Former U.N. chief Kofi Annan met with Secretary-General Ban Ki-moon on Wednesday and told reporters that he will go to the Mideast very soon to help find a peaceful solution to the 11-month conflict.
He called it a "very difficult assignment." The U.N. estimates that more than 7,500 people have been killed since the anti-Assad struggle started in March 2011.
The U.S. has not advocated arming the rebels, in part out of fear it would create an even more bloody and prolonged conflict because of Syria's complex web of allegiances in the region that extend to Iran and the Lebanese militant group Hezbollah.
On Wednesday, the Syrian regime showed a new determination to crush its opponents, vowing to "cleanse" the rebel-held district of Baba Amr in Homs from "gunmen," as activists reported troops massing outside.
Syrian activists said government forces have cut off communications to Bab Amr, jamming satellite phone signals as they mass for an apparent ground assault. The neighborhood has been under siege for about four weeks and hundreds have died in shelling.
Authorities had previously blocked land and mobile phone lines, but activists were able to communicate with the outside world with satellite phones.
The activist Revolutionary Council of Homs said it could no longer reach anyone inside Baba Amr. All satellite signals were jammed, it said.
The Syrian conflict began as mostly peaceful protests, which drew an iron-fisted military crackdown. But the revolt has turned increasingly militarized. There are near daily clashes between armed military defectors and government forces and the rebels have managed to capture and hold small pieces of territory, notably in and around Homs and along the northern border with Turkey.

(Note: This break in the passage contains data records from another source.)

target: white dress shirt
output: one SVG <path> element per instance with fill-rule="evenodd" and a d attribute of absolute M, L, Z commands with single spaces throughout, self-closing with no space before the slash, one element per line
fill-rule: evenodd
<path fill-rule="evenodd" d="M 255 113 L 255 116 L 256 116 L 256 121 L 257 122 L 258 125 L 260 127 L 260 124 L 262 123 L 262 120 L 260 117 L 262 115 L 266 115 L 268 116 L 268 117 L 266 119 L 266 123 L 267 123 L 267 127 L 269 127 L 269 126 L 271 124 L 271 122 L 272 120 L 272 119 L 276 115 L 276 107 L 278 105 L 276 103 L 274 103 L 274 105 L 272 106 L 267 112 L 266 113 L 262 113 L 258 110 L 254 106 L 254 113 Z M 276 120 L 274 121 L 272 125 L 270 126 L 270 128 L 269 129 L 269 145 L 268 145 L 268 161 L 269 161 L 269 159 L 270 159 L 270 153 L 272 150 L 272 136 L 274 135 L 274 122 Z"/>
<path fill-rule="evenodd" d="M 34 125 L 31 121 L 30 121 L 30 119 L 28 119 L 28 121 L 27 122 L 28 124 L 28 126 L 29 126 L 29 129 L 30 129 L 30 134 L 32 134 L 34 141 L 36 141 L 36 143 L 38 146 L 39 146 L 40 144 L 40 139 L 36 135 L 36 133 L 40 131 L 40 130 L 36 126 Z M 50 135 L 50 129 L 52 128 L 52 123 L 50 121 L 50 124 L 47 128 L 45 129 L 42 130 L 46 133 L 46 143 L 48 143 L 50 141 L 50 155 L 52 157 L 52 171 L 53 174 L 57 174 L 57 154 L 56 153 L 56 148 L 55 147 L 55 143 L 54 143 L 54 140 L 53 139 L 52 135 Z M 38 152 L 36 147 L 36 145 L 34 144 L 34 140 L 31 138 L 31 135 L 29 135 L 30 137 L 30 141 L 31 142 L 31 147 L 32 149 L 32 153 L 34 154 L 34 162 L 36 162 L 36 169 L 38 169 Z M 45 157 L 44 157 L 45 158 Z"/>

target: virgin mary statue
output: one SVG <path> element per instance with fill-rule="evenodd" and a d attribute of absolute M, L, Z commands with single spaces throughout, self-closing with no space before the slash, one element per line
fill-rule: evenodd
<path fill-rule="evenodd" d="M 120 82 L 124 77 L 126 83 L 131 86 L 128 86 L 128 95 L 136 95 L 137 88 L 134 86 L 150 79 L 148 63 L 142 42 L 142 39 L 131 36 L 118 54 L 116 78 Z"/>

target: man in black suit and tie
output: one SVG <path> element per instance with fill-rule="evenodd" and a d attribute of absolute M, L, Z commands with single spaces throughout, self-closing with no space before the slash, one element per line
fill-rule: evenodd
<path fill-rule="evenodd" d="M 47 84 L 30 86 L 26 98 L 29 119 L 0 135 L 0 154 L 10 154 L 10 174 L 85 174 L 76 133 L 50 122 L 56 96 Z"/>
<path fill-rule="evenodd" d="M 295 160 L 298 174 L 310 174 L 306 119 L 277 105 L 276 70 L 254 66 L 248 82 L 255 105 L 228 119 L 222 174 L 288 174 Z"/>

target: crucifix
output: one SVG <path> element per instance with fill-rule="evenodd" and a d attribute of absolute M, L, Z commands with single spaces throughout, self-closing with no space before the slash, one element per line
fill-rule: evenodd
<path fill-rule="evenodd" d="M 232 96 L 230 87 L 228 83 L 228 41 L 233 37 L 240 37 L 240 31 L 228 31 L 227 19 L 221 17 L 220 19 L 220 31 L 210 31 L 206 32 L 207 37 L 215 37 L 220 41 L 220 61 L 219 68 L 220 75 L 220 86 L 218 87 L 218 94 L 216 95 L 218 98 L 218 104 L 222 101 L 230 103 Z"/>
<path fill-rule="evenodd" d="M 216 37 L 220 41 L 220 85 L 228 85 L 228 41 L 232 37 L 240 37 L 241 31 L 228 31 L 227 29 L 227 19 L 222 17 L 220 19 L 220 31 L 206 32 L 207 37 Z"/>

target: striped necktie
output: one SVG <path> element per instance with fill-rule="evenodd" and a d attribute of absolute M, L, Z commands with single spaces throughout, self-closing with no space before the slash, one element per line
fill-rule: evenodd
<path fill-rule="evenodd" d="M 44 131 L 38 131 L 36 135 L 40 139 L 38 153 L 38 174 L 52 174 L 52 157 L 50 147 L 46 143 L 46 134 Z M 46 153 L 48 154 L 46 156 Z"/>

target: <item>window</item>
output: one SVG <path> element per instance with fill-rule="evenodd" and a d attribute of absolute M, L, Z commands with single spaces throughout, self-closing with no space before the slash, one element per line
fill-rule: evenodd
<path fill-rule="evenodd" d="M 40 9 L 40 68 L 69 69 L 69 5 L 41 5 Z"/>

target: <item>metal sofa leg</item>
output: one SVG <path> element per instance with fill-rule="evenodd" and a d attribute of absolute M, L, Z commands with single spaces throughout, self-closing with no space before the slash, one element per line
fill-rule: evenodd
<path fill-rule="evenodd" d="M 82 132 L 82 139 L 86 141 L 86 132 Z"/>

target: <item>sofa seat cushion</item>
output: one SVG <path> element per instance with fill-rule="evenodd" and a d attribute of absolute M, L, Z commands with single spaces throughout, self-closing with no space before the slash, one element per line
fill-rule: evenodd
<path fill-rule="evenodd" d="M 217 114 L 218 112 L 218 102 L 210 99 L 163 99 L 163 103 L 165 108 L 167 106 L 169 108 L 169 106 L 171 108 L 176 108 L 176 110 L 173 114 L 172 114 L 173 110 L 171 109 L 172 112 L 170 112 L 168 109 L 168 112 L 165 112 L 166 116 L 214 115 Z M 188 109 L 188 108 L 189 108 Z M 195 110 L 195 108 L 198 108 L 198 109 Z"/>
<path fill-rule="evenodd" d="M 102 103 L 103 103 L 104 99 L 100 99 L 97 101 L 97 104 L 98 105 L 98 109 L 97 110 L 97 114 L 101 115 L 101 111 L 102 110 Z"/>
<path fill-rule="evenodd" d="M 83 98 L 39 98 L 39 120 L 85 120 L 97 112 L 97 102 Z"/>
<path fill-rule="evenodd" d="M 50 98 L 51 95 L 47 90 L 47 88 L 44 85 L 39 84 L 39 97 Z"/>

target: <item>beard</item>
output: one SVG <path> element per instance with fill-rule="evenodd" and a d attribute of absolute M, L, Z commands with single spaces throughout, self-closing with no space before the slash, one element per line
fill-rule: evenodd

The opposition's main problem over the past year has been its inability to coalesce behind a single leader or ideology beyond toppling the regime. Western powers trying to help the anti-government forces oust Assad have repeatedly stressed the importance of the fragmented opposition pulling together. The SNC announcement seemed to respond to those calls.
"The Military Bureau will track the armed opposition groups, organize and unify their ranks under one central command, defining their defense missions while placing them under the political supervision of the SNC, and coordinating their activities in accordance with the overall strategy of the revolution," the SNC said in a statement.
Members of the U.N. Human Rights Council on Thursday voted 37 in favor and three against a resolution proposed by Turkey that calls on Syria to immediately stop all attacks on civilians and grant unhindered access to aid groups.
Three members of the 47-nation body abstained and four didn't vote.
Russia, China and Cuba objected to the resolution.
The Geneva-based council's vote carries no legal weight but diplomats consider it a strong moral signal that may encourage a similar resolution in the powerful U.N. Security Council.
The U.N. estimated that more than 7,500 people have been killed since the anti-Assad struggle started in March 2011, when protesters inspired by successful Arab Spring uprisings against dictators in Tunisia and Egypt took to the streets in Syria. As Assad's forces used deadly force to stop the unrest, protests spread and some Syrians took up arms against the regime.
Activists put the total death toll at more than 8,000, most of them civilians.
In Kuwait, the parliament Thursday passed a non-binding resolution calling on the government to help arm the Syrian opposition and to break diplomatic ties with Assad's regime. A day earlier, parliament passed a non-binding resolution urging the government to recognize the SNC as the country's sole representatives.
There was no immediate reaction from the rulers in the oil-rich Gulf state. Some lawmakers also have proposed severing diplomatic ties with Assad's regime, but the issue has not come up for full debate.